Let us now discuss three ETFs, which witnessed massive inflows in March so far.

iShares Core S&P 500 ETF (IVV - Free Report)

This fund is a low-cost ETF that seeks to provide exposure to large established U.S. companies and tracks the S&P 500 Index. This fund amassed $956.0 million in inflows in the period Mar 1- Mar 12, per etf.com data.  

It has AUM of $160.0 billion and charges a fee of 4 basis points a year. From a sector look, the fund has high exposure to Information Technology, Financials and Health Care with 25.2%, 15.0% and 13.7% allocation, respectively. The fund’s top three holdings are Apple Inc (AAPL - Free Report) , Microsoft Corporation (MSFT - Free Report) and Amazon.com Inc (AMZN - Free Report) with 3.9%, 3.1% and 2.6% allocation, respectively. The fund has returned 19.6% in a year. It has a Zacks ETF Rank #3 (Hold) with a Medium risk outlook.

Vanguard S&P 500 ETF (VOO - Free Report)

This fund is a popular ETF targeting large-cap U.S. companies and tracks the S&P 500 Index. This fund amassed $665.8 million in inflows in the period Mar 1- Mar 12, per etf.com data.  

It has AUM of $92.4 billion and charges a fee of 4 basis points a year. From a sector look, the fund has high exposure to Consumer Discretionary, Consumer Staples and Energy with 12.6%, 7.9% and 6.0% allocation, respectively. The fund’s top three holdings are Apple, Microsoft and Alphabet (GOOGL - Free Report) with 3.6%, 3.0% and 2.9% allocation, respectively. The fund has returned 19.6% in a year. It has a Zacks ETF Rank #3 with a Medium risk outlook.

Vanguard Large Cap ETF (VV - Free Report)

This fund is a popular ETF targeting large-cap U.S. companies and tracks the CRSP US Large Cap Index. This fund amassed $183.5 million in inflows in the period Mar 1- Mar 12, per etf.com data.  
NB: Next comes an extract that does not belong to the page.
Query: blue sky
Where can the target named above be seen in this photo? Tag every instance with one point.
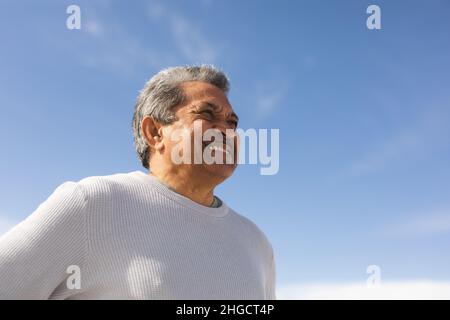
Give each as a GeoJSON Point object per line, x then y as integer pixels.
{"type": "Point", "coordinates": [363, 116]}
It has AUM of $12.4 billion and charges a fee of 6 basis points a year. From a sector look, the fund has high exposure to Information Technology, Financials and Consumer Services with 20.1%, 19.7% and 13.5% allocation, respectively. The fund’s top three holdings are Apple, Microsoft and Alphabet with 3.1%, 3.0% and 2.8% allocation, respectively. The fund has returned 19.8% in a year. It has a Zacks ETF Rank #3 with a Medium risk outlook.